Hi all....
Lot of friends asked about basics of Stock investing.... thought this What's App forward will be very good for beginners.....
Must read for non (equity) investors
“As it happens, retail investors are helping markets more by
staying out than by investing in equities. So from a purely selfish point of
view, we (current equity market participants) do not mind if you stay away from
equities. Keep your money in low interest bearing savings accounts and this
will help banks raise cheap funds.
Then, while you earn taxable 9% per year in fixed deposits
and 4% in savings accounts, we will continue to buy HDFC Bank, IndusInd Bank,
Yes Bank and the like, which are up 3.5 times, 11 times and 5.9 times
respectively since December 2008. Also, remember to pay all your EMI
instalments on time so that retail loans made by private banks do not get into
trouble and we can continue do well owing their stocks.
Indian retail investors are more or less completely out of
equities and would rather buy gold instead. So keep buying gold so that we can
do better than you by owning stocks in Titan Industries and other jewellery
companies. You should not care that at all that while the gold you bought is up
2.8 times in four years, the stock of Titan Industries, which sell gold to you
is up 6.9 times during the same period. If Rakesh Jhunjhunwala had bought
physical gold instead of shares in Titan when he did, he would not be a
billionaire today.
In fact, go ahead and buy real estate, taking mortgages from
HDFC and LIC Housing Finance. How else we would have made 2.8 times and 5.7
times in these stocks in five years?
And when you do buy these apartment and houses, do insist on
using the best construction material- cement, sanitary ware and so on. It is
only because you do not buy equities and spend on real things that we could
make 192% on ACC and 4.5 times on Hindustan Sanitary ware since 2008. A house
is not done until it’s painted, so remember to keep a budget for decorative
paints from Asian Paints (stock is up 4.8 times in four years)

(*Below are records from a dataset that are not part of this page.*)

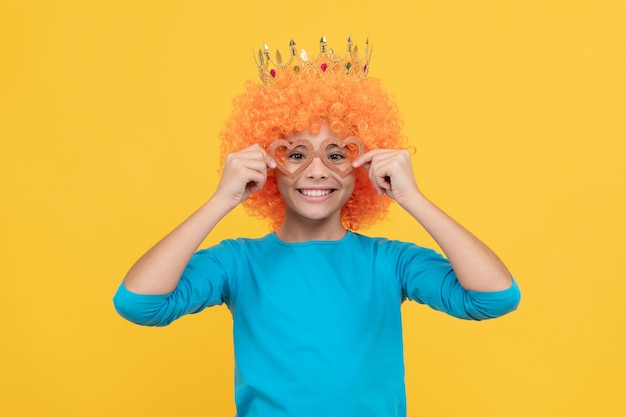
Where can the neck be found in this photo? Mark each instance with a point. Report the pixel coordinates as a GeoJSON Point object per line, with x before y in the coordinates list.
{"type": "Point", "coordinates": [310, 230]}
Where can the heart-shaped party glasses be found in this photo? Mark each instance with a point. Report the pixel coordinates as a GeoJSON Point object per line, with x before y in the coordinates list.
{"type": "Point", "coordinates": [294, 157]}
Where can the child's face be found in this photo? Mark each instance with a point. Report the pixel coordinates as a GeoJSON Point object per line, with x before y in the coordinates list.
{"type": "Point", "coordinates": [315, 189]}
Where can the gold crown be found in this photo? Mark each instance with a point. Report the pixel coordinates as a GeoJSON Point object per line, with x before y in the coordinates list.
{"type": "Point", "coordinates": [326, 61]}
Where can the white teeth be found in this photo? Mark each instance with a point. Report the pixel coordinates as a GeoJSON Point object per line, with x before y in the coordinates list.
{"type": "Point", "coordinates": [315, 193]}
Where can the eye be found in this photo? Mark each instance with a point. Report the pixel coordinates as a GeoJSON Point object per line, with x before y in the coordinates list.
{"type": "Point", "coordinates": [297, 156]}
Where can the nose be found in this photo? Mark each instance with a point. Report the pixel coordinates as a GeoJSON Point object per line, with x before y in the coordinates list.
{"type": "Point", "coordinates": [317, 169]}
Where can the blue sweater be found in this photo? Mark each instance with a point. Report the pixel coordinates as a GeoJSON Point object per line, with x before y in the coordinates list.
{"type": "Point", "coordinates": [317, 325]}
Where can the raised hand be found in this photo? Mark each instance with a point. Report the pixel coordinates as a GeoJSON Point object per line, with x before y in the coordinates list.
{"type": "Point", "coordinates": [391, 173]}
{"type": "Point", "coordinates": [245, 172]}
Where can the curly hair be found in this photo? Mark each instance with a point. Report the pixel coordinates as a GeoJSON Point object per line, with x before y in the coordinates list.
{"type": "Point", "coordinates": [351, 106]}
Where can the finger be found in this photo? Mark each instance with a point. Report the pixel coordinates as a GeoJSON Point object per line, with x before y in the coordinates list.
{"type": "Point", "coordinates": [367, 157]}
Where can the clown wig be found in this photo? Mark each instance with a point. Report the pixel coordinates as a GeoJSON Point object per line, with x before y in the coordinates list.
{"type": "Point", "coordinates": [352, 106]}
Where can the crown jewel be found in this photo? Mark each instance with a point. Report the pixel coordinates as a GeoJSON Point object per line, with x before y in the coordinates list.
{"type": "Point", "coordinates": [326, 61]}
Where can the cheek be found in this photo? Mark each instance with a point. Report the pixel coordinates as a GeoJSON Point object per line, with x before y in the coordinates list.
{"type": "Point", "coordinates": [284, 183]}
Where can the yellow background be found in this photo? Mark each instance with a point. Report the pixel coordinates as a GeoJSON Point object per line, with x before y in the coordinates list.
{"type": "Point", "coordinates": [109, 113]}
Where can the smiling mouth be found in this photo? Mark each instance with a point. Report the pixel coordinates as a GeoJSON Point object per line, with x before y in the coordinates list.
{"type": "Point", "coordinates": [315, 193]}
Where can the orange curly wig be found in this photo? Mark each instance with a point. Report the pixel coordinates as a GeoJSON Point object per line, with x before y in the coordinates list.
{"type": "Point", "coordinates": [351, 106]}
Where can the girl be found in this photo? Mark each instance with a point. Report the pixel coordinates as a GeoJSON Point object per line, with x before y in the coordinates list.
{"type": "Point", "coordinates": [316, 149]}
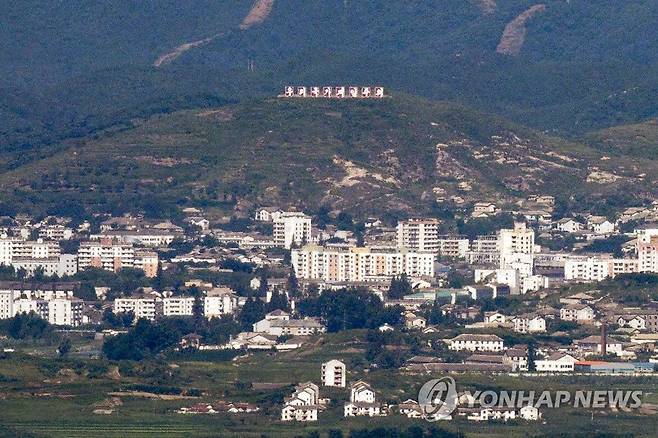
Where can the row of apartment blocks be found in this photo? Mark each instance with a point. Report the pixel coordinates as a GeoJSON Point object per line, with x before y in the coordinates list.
{"type": "Point", "coordinates": [46, 255]}
{"type": "Point", "coordinates": [55, 304]}
{"type": "Point", "coordinates": [350, 263]}
{"type": "Point", "coordinates": [600, 267]}
{"type": "Point", "coordinates": [423, 235]}
{"type": "Point", "coordinates": [216, 303]}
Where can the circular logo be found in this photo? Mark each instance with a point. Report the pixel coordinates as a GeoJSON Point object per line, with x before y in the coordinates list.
{"type": "Point", "coordinates": [438, 398]}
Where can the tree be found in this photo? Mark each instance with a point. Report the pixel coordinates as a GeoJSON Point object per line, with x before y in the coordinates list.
{"type": "Point", "coordinates": [399, 287]}
{"type": "Point", "coordinates": [143, 340]}
{"type": "Point", "coordinates": [252, 311]}
{"type": "Point", "coordinates": [348, 309]}
{"type": "Point", "coordinates": [26, 326]}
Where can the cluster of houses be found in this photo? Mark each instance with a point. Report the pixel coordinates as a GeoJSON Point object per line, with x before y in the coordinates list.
{"type": "Point", "coordinates": [305, 403]}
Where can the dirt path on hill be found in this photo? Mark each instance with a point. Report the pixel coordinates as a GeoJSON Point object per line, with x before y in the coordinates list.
{"type": "Point", "coordinates": [513, 36]}
{"type": "Point", "coordinates": [257, 15]}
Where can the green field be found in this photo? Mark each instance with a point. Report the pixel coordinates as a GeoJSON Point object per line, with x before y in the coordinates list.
{"type": "Point", "coordinates": [38, 399]}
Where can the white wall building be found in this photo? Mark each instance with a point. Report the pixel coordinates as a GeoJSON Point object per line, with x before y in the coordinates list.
{"type": "Point", "coordinates": [334, 373]}
{"type": "Point", "coordinates": [419, 235]}
{"type": "Point", "coordinates": [359, 264]}
{"type": "Point", "coordinates": [476, 342]}
{"type": "Point", "coordinates": [292, 228]}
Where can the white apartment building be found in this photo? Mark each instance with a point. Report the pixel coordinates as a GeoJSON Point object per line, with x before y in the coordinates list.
{"type": "Point", "coordinates": [419, 235]}
{"type": "Point", "coordinates": [647, 252]}
{"type": "Point", "coordinates": [57, 306]}
{"type": "Point", "coordinates": [476, 342]}
{"type": "Point", "coordinates": [147, 261]}
{"type": "Point", "coordinates": [219, 301]}
{"type": "Point", "coordinates": [12, 248]}
{"type": "Point", "coordinates": [55, 232]}
{"type": "Point", "coordinates": [143, 307]}
{"type": "Point", "coordinates": [453, 246]}
{"type": "Point", "coordinates": [292, 228]}
{"type": "Point", "coordinates": [520, 239]}
{"type": "Point", "coordinates": [359, 264]}
{"type": "Point", "coordinates": [529, 324]}
{"type": "Point", "coordinates": [65, 311]}
{"type": "Point", "coordinates": [106, 255]}
{"type": "Point", "coordinates": [333, 373]}
{"type": "Point", "coordinates": [587, 268]}
{"type": "Point", "coordinates": [510, 277]}
{"type": "Point", "coordinates": [65, 264]}
{"type": "Point", "coordinates": [178, 306]}
{"type": "Point", "coordinates": [150, 237]}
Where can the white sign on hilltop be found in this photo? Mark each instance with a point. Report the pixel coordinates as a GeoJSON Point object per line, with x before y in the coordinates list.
{"type": "Point", "coordinates": [334, 92]}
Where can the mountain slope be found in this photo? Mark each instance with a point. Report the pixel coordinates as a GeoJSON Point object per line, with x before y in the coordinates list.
{"type": "Point", "coordinates": [582, 65]}
{"type": "Point", "coordinates": [400, 153]}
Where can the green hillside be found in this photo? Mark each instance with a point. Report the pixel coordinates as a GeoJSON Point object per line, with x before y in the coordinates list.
{"type": "Point", "coordinates": [71, 68]}
{"type": "Point", "coordinates": [638, 139]}
{"type": "Point", "coordinates": [400, 153]}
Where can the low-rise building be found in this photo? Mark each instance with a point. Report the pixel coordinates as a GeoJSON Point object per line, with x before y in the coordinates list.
{"type": "Point", "coordinates": [476, 342]}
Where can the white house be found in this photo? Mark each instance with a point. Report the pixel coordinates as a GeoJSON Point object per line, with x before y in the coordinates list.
{"type": "Point", "coordinates": [568, 225]}
{"type": "Point", "coordinates": [494, 318]}
{"type": "Point", "coordinates": [363, 401]}
{"type": "Point", "coordinates": [529, 413]}
{"type": "Point", "coordinates": [556, 363]}
{"type": "Point", "coordinates": [600, 225]}
{"type": "Point", "coordinates": [303, 404]}
{"type": "Point", "coordinates": [529, 324]}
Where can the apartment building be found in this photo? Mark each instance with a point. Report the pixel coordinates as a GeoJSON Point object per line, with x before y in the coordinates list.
{"type": "Point", "coordinates": [421, 235]}
{"type": "Point", "coordinates": [148, 307]}
{"type": "Point", "coordinates": [346, 264]}
{"type": "Point", "coordinates": [587, 268]}
{"type": "Point", "coordinates": [55, 232]}
{"type": "Point", "coordinates": [333, 373]}
{"type": "Point", "coordinates": [647, 252]}
{"type": "Point", "coordinates": [520, 239]}
{"type": "Point", "coordinates": [219, 301]}
{"type": "Point", "coordinates": [292, 228]}
{"type": "Point", "coordinates": [106, 255]}
{"type": "Point", "coordinates": [12, 248]}
{"type": "Point", "coordinates": [453, 246]}
{"type": "Point", "coordinates": [476, 342]}
{"type": "Point", "coordinates": [150, 237]}
{"type": "Point", "coordinates": [65, 264]}
{"type": "Point", "coordinates": [147, 261]}
{"type": "Point", "coordinates": [54, 303]}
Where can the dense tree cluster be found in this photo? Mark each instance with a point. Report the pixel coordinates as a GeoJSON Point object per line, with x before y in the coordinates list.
{"type": "Point", "coordinates": [348, 309]}
{"type": "Point", "coordinates": [26, 326]}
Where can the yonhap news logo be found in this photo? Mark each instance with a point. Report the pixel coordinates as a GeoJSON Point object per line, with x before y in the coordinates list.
{"type": "Point", "coordinates": [438, 399]}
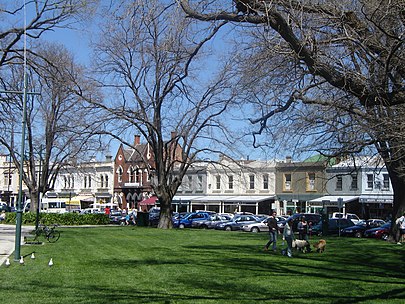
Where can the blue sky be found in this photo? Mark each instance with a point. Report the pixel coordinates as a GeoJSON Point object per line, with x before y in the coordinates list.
{"type": "Point", "coordinates": [78, 42]}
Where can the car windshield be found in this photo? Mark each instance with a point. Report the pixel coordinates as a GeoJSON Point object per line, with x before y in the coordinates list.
{"type": "Point", "coordinates": [386, 225]}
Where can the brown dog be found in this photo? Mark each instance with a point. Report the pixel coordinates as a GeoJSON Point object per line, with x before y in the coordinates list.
{"type": "Point", "coordinates": [320, 246]}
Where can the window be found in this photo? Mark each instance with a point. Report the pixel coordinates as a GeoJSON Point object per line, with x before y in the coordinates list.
{"type": "Point", "coordinates": [265, 181]}
{"type": "Point", "coordinates": [251, 181]}
{"type": "Point", "coordinates": [119, 174]}
{"type": "Point", "coordinates": [353, 185]}
{"type": "Point", "coordinates": [8, 178]}
{"type": "Point", "coordinates": [311, 182]}
{"type": "Point", "coordinates": [370, 181]}
{"type": "Point", "coordinates": [199, 182]}
{"type": "Point", "coordinates": [386, 181]}
{"type": "Point", "coordinates": [339, 183]}
{"type": "Point", "coordinates": [131, 172]}
{"type": "Point", "coordinates": [138, 175]}
{"type": "Point", "coordinates": [190, 182]}
{"type": "Point", "coordinates": [287, 182]}
{"type": "Point", "coordinates": [230, 182]}
{"type": "Point", "coordinates": [87, 181]}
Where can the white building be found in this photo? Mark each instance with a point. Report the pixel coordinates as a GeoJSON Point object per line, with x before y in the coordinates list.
{"type": "Point", "coordinates": [89, 183]}
{"type": "Point", "coordinates": [228, 186]}
{"type": "Point", "coordinates": [362, 185]}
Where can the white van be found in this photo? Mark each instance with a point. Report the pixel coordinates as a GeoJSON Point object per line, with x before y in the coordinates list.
{"type": "Point", "coordinates": [350, 216]}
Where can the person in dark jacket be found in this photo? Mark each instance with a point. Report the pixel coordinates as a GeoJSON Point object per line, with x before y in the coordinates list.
{"type": "Point", "coordinates": [273, 230]}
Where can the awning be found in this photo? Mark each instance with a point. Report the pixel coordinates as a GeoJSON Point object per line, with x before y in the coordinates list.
{"type": "Point", "coordinates": [223, 198]}
{"type": "Point", "coordinates": [377, 199]}
{"type": "Point", "coordinates": [75, 200]}
{"type": "Point", "coordinates": [333, 199]}
{"type": "Point", "coordinates": [185, 198]}
{"type": "Point", "coordinates": [249, 199]}
{"type": "Point", "coordinates": [149, 201]}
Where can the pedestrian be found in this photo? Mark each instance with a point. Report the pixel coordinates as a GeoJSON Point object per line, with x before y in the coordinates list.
{"type": "Point", "coordinates": [273, 231]}
{"type": "Point", "coordinates": [3, 216]}
{"type": "Point", "coordinates": [401, 227]}
{"type": "Point", "coordinates": [303, 230]}
{"type": "Point", "coordinates": [288, 236]}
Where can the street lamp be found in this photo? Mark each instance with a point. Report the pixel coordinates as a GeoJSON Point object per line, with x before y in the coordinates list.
{"type": "Point", "coordinates": [21, 171]}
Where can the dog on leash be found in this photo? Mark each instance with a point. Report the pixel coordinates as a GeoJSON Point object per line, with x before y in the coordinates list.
{"type": "Point", "coordinates": [301, 245]}
{"type": "Point", "coordinates": [320, 246]}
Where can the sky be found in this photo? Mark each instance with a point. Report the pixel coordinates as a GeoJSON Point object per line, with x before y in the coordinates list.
{"type": "Point", "coordinates": [78, 42]}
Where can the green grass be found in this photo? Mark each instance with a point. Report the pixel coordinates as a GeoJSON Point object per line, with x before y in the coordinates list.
{"type": "Point", "coordinates": [146, 265]}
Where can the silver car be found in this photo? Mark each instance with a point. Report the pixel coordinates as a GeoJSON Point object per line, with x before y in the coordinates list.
{"type": "Point", "coordinates": [256, 226]}
{"type": "Point", "coordinates": [211, 222]}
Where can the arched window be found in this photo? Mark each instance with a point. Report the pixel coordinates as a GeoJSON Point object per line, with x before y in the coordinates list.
{"type": "Point", "coordinates": [131, 173]}
{"type": "Point", "coordinates": [119, 174]}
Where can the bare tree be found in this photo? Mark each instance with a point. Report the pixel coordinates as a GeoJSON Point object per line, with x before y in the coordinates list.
{"type": "Point", "coordinates": [60, 128]}
{"type": "Point", "coordinates": [41, 16]}
{"type": "Point", "coordinates": [164, 89]}
{"type": "Point", "coordinates": [334, 69]}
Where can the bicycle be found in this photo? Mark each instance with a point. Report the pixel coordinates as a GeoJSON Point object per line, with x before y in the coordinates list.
{"type": "Point", "coordinates": [49, 233]}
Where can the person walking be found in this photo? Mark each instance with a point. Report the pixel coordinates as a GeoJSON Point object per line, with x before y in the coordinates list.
{"type": "Point", "coordinates": [401, 227]}
{"type": "Point", "coordinates": [303, 229]}
{"type": "Point", "coordinates": [273, 231]}
{"type": "Point", "coordinates": [288, 236]}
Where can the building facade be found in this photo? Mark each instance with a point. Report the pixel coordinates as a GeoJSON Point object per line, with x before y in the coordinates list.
{"type": "Point", "coordinates": [297, 183]}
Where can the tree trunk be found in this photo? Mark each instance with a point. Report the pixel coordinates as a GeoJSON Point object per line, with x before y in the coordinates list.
{"type": "Point", "coordinates": [165, 220]}
{"type": "Point", "coordinates": [34, 201]}
{"type": "Point", "coordinates": [398, 186]}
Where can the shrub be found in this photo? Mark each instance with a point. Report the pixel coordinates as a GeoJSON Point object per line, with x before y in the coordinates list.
{"type": "Point", "coordinates": [66, 219]}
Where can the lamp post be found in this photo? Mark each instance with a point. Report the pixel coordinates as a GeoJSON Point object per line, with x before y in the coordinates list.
{"type": "Point", "coordinates": [21, 171]}
{"type": "Point", "coordinates": [39, 188]}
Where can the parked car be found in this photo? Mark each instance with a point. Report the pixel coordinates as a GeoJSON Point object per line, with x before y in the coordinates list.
{"type": "Point", "coordinates": [186, 222]}
{"type": "Point", "coordinates": [381, 232]}
{"type": "Point", "coordinates": [358, 229]}
{"type": "Point", "coordinates": [255, 227]}
{"type": "Point", "coordinates": [350, 216]}
{"type": "Point", "coordinates": [333, 226]}
{"type": "Point", "coordinates": [312, 218]}
{"type": "Point", "coordinates": [90, 211]}
{"type": "Point", "coordinates": [116, 217]}
{"type": "Point", "coordinates": [211, 222]}
{"type": "Point", "coordinates": [237, 222]}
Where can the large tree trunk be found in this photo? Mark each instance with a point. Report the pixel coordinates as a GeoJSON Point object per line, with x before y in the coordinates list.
{"type": "Point", "coordinates": [165, 220]}
{"type": "Point", "coordinates": [398, 186]}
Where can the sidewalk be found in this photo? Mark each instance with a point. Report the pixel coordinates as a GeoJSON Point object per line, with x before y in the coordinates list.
{"type": "Point", "coordinates": [7, 240]}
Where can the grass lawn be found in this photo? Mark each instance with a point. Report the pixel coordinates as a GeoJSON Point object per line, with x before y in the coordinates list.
{"type": "Point", "coordinates": [147, 265]}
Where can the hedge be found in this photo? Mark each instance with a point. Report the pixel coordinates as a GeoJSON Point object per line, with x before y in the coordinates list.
{"type": "Point", "coordinates": [66, 219]}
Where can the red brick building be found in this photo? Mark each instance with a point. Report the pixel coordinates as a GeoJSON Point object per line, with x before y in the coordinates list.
{"type": "Point", "coordinates": [132, 174]}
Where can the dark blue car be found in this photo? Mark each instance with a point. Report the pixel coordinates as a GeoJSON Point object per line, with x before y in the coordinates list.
{"type": "Point", "coordinates": [186, 221]}
{"type": "Point", "coordinates": [359, 229]}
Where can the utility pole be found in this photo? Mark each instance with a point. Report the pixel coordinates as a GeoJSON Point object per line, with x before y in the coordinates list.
{"type": "Point", "coordinates": [39, 188]}
{"type": "Point", "coordinates": [20, 180]}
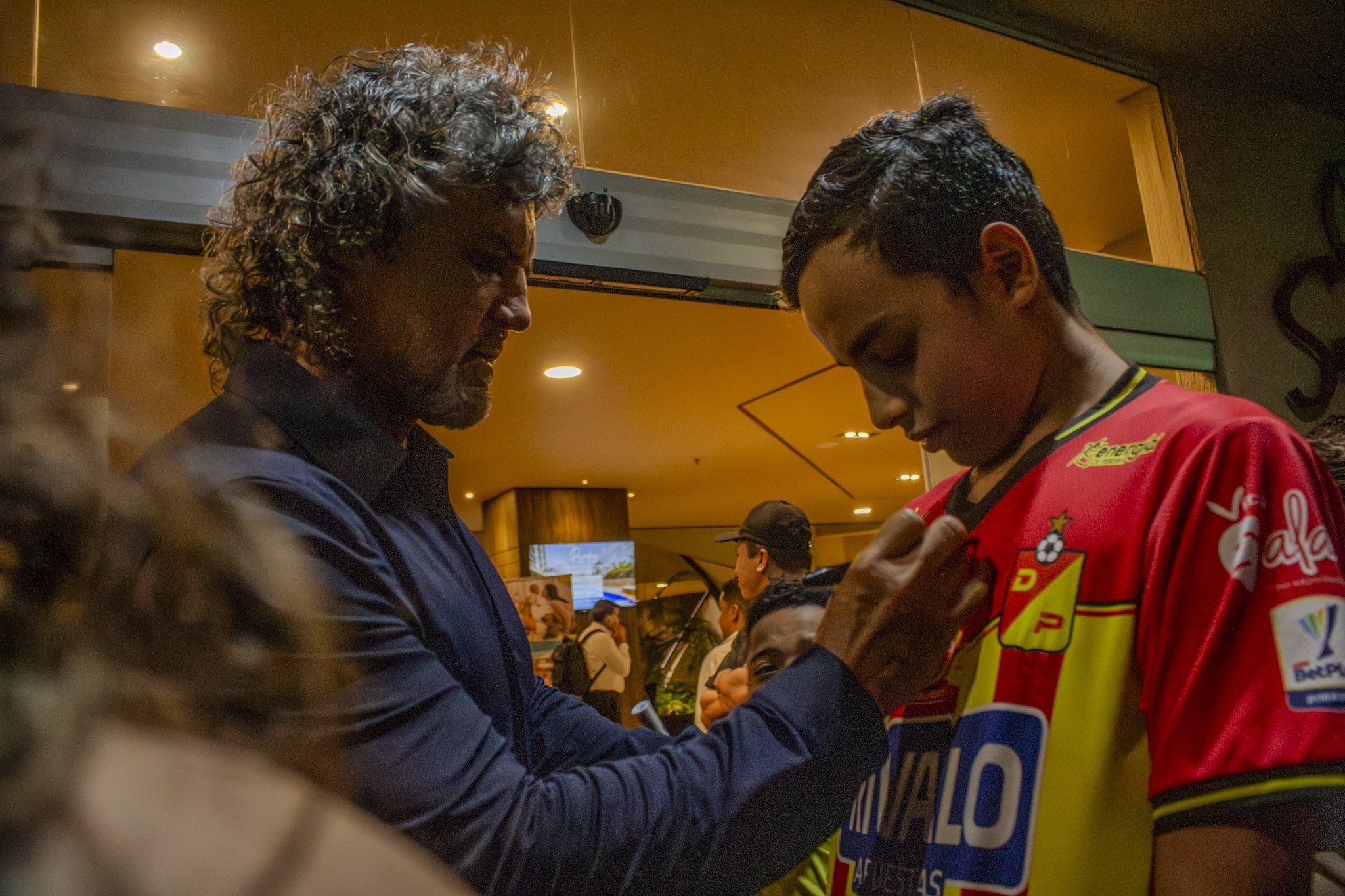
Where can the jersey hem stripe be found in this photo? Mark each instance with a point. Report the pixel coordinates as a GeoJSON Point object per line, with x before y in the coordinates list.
{"type": "Point", "coordinates": [1196, 809]}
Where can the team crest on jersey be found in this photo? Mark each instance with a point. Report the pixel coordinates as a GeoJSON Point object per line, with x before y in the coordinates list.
{"type": "Point", "coordinates": [1039, 612]}
{"type": "Point", "coordinates": [1102, 453]}
{"type": "Point", "coordinates": [1310, 640]}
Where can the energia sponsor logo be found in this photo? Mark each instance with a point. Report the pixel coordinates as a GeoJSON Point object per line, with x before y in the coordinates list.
{"type": "Point", "coordinates": [1102, 453]}
{"type": "Point", "coordinates": [1310, 640]}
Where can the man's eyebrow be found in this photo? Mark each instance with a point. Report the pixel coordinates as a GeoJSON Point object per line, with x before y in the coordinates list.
{"type": "Point", "coordinates": [505, 246]}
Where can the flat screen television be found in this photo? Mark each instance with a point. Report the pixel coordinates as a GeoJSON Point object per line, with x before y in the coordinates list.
{"type": "Point", "coordinates": [596, 568]}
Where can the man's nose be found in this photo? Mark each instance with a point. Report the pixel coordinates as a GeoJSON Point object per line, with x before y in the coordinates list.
{"type": "Point", "coordinates": [887, 412]}
{"type": "Point", "coordinates": [513, 309]}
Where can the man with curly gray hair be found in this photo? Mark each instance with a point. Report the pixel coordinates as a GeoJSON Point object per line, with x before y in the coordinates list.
{"type": "Point", "coordinates": [363, 277]}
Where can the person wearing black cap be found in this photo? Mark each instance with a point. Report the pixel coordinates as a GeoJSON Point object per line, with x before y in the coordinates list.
{"type": "Point", "coordinates": [774, 544]}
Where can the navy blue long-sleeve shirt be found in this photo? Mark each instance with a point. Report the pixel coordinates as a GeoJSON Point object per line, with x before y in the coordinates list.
{"type": "Point", "coordinates": [449, 734]}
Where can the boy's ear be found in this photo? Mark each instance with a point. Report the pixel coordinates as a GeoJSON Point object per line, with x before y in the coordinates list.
{"type": "Point", "coordinates": [1006, 255]}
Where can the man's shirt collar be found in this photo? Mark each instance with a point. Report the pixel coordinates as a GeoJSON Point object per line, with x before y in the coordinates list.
{"type": "Point", "coordinates": [337, 436]}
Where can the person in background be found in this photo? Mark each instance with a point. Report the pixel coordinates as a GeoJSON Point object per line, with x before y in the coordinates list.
{"type": "Point", "coordinates": [1153, 700]}
{"type": "Point", "coordinates": [774, 544]}
{"type": "Point", "coordinates": [608, 660]}
{"type": "Point", "coordinates": [734, 609]}
{"type": "Point", "coordinates": [363, 274]}
{"type": "Point", "coordinates": [780, 628]}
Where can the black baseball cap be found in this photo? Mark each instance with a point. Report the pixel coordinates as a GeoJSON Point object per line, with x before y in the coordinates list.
{"type": "Point", "coordinates": [778, 526]}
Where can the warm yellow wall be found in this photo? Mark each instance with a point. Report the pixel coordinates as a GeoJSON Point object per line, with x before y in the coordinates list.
{"type": "Point", "coordinates": [158, 373]}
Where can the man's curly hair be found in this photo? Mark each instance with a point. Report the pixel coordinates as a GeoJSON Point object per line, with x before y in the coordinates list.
{"type": "Point", "coordinates": [349, 158]}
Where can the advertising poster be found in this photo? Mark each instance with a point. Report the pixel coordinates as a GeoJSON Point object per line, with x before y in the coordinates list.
{"type": "Point", "coordinates": [546, 608]}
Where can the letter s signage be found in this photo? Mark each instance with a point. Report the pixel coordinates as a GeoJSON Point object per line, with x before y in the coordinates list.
{"type": "Point", "coordinates": [988, 798]}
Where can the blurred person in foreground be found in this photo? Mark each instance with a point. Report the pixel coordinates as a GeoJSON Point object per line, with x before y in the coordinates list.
{"type": "Point", "coordinates": [1155, 698]}
{"type": "Point", "coordinates": [139, 730]}
{"type": "Point", "coordinates": [774, 544]}
{"type": "Point", "coordinates": [363, 276]}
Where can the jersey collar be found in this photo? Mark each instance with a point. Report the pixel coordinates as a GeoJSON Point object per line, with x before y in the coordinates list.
{"type": "Point", "coordinates": [1130, 386]}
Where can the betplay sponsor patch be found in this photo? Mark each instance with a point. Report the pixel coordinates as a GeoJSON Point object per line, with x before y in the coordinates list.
{"type": "Point", "coordinates": [1310, 639]}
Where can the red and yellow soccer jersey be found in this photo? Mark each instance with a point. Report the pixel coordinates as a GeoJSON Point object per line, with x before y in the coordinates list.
{"type": "Point", "coordinates": [1165, 643]}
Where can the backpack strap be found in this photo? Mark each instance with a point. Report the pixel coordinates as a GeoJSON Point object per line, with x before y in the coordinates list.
{"type": "Point", "coordinates": [600, 668]}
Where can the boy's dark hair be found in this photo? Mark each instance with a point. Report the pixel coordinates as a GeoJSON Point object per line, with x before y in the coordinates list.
{"type": "Point", "coordinates": [782, 595]}
{"type": "Point", "coordinates": [917, 188]}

Why should you invest in equities when you can buy insurance
products? This world is interesting precisely because we think differently from
each other- while you are happy buying insurance, we are happy owning shares in
companies that sell you insurance. Thanks to you, shares in Bajaj Finserve are
up 6 times in value and shares in Max India are up 2 times in the past four
years.
Follow your heart and we will follow you.
If you like going to malls and spending time there, please
do some shopping as well- some of us own shares in Phoenix Mills which is up
2.7 times since 2008. In fact, it may be times for you to upgrade your car.
Why buy equities when you can spend the same money on a new
car or motorcycle? Let us do the more boring job of continuing to own stocks in
Maruti and Bajaj Auto which are up 2.9 and 10.8 times respectively since 2008.
Why not add your name to the waiting list for an Enfield this year while we own
shares in its manufacturers, Eicher Motors which is up 12 times since 2008?
Life isn’t just about making and investing money; it’s
important to enjoy life’s little pleasures.
So go and watch a movie at the multiplex and munch some
popcorn while you’re there. Meanwhile, we’ll buy shares in PVR (up 3 times in 4
years).
You’d rather spend time in front of the telly? We’ll still
love you- shares in Zee Telefilms and Sun are up 3 and 3.5 times because of
loyal viewers such as you.
Call for Pizza delivery at home. Jubliant Foodworks, which
owns Domino’s, is up 5.4 times since its IPO in 2010.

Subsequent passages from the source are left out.